Does philosophy demand from us insubordination, the rejection of the laws and disobedience to the imperator? Does it condemn us to participate in the general bloodshed?
Philosophy lends no justification to the reign of the endless chain of usurpers, so how could it justify each law and decision made by them? This truth is plain to see for everyone.
Does philosophy, then, require great courage and strength? It cannot ask what cannot be provided by the listener, for then it would be merely fiction and lies.
[...]
Look for those in your surroundings who seem most inclined to assume joint responsibility for the common good, regardless of descent or creed. Common work and public duty are the best opportunities to open other people`s eyes to the undeniable truth. Do not forget for one moment how easily a lifetime`s achievements are blown away; never cease to strive for a wider and a deeper communion.
[...]
The path of the true philosopher may be perilous, but never uncautious. Embarking on it, one sheds off the traits of the coward, but also those of the man who desires martyrdom.
 
Seventh Instalment - The Legend of a Catharian Saint

[FONT=&quot]St Terentius[/FONT]​

(from: Legenda Sanctorum Ecclesiae Christianae Catharae)
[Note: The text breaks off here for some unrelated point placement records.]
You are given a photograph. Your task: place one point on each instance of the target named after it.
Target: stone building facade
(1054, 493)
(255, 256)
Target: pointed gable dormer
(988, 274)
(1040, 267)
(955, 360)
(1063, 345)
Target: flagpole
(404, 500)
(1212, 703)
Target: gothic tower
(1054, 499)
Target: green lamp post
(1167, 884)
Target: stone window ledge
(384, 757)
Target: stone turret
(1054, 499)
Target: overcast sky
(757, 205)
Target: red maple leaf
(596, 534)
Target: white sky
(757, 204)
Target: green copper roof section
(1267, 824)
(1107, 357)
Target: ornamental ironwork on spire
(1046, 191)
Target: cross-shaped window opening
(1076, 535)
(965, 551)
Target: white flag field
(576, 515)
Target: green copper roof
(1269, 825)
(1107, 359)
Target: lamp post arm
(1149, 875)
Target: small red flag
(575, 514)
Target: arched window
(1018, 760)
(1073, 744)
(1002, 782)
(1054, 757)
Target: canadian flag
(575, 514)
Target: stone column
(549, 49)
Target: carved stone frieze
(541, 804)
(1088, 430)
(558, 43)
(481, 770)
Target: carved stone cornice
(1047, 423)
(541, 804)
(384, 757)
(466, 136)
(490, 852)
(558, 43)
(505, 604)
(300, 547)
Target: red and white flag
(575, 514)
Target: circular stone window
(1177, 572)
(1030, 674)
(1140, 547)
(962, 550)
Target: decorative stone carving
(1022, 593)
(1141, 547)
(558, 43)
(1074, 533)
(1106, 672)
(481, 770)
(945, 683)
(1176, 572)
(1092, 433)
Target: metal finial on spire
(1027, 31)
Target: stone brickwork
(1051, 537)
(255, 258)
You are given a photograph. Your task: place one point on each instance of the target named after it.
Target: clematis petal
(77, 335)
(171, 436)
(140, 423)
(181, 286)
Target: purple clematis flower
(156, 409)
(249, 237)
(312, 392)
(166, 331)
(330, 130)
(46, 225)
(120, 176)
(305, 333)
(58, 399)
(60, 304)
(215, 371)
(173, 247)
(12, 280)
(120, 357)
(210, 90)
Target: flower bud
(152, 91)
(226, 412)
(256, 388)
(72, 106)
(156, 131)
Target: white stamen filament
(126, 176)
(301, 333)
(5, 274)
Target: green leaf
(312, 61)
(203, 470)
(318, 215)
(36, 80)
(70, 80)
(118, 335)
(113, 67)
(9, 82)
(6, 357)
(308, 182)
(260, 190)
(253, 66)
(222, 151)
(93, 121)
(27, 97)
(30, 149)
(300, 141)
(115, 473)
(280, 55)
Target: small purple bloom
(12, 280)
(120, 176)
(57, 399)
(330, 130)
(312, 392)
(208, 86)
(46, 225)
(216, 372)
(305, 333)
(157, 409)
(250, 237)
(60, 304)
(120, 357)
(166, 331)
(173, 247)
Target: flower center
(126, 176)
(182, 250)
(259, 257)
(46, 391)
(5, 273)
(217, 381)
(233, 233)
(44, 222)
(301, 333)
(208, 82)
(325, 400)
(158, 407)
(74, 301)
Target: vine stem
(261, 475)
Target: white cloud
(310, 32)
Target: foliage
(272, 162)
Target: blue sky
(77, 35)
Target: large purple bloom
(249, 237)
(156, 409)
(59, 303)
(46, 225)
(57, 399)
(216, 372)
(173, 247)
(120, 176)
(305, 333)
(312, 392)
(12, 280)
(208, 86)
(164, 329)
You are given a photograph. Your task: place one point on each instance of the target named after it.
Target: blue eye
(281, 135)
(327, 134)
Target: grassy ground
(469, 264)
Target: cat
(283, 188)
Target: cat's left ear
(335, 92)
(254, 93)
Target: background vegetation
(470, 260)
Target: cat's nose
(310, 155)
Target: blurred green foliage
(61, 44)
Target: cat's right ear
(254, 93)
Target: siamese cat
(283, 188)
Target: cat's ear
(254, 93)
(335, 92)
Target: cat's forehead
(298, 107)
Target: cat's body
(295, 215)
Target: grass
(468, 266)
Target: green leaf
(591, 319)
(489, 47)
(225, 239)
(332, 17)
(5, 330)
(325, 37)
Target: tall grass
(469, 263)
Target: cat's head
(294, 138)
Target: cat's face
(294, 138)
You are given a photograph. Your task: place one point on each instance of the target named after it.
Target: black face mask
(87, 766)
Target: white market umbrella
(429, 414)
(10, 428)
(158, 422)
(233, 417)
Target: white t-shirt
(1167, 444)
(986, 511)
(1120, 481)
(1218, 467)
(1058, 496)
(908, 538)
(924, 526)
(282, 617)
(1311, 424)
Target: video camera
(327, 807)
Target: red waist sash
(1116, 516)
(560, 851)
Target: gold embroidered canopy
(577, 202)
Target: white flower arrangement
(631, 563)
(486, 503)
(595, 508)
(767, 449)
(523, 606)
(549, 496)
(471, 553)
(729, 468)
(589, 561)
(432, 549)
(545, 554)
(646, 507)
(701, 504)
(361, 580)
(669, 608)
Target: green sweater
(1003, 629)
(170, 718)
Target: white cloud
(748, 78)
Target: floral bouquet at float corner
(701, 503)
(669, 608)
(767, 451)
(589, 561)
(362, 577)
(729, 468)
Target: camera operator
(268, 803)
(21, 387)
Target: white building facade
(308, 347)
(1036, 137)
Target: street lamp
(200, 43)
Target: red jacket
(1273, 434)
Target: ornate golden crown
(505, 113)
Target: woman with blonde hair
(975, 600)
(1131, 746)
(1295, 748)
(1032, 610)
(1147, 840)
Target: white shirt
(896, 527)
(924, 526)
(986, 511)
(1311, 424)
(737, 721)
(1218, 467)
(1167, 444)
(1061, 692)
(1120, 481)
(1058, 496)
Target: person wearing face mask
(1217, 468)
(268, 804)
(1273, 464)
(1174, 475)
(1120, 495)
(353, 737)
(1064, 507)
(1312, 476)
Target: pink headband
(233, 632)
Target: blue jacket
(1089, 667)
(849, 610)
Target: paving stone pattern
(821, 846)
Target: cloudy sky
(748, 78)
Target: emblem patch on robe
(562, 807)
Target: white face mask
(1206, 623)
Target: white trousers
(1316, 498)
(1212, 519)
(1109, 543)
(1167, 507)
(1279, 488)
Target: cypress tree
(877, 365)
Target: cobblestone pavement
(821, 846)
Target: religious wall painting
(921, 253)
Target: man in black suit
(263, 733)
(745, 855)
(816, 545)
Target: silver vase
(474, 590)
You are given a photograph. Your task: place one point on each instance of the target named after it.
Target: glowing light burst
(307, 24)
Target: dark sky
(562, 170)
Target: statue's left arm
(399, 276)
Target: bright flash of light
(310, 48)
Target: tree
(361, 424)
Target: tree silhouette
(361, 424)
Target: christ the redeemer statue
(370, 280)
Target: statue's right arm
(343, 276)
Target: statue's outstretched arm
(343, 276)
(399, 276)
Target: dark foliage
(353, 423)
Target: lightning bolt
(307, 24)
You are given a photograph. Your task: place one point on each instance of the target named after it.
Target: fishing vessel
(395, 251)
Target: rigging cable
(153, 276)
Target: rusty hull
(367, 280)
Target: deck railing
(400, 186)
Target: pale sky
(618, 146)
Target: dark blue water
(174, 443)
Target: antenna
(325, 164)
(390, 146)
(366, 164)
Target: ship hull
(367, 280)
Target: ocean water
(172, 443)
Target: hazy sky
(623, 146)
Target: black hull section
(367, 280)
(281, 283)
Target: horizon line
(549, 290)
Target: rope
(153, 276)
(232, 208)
Terentius was born in Casae Nigrae sometime between 228 and 232 AD as the second son of one Apuleius, whose Berber kin had acquired Roman citizenship at least two generations prior to the Antonine reforms due to a forefather`s service in the Roman military, and among whom there were many skilled stonemasons. Terentius` grandfather had apparently served in the Legio III Augusta as a miles immunis academicus due to his skills and fulfilled important functions as an engineer in military constructions. Terentius` father, Apuleius, had acquired great amounts of knowledge as well as good connections and start-up capital from his father and operated a construction business. His family was known to be loyal, law-abiding, conscientious and active citizens. He also converted to Christianity as the first one among his kin.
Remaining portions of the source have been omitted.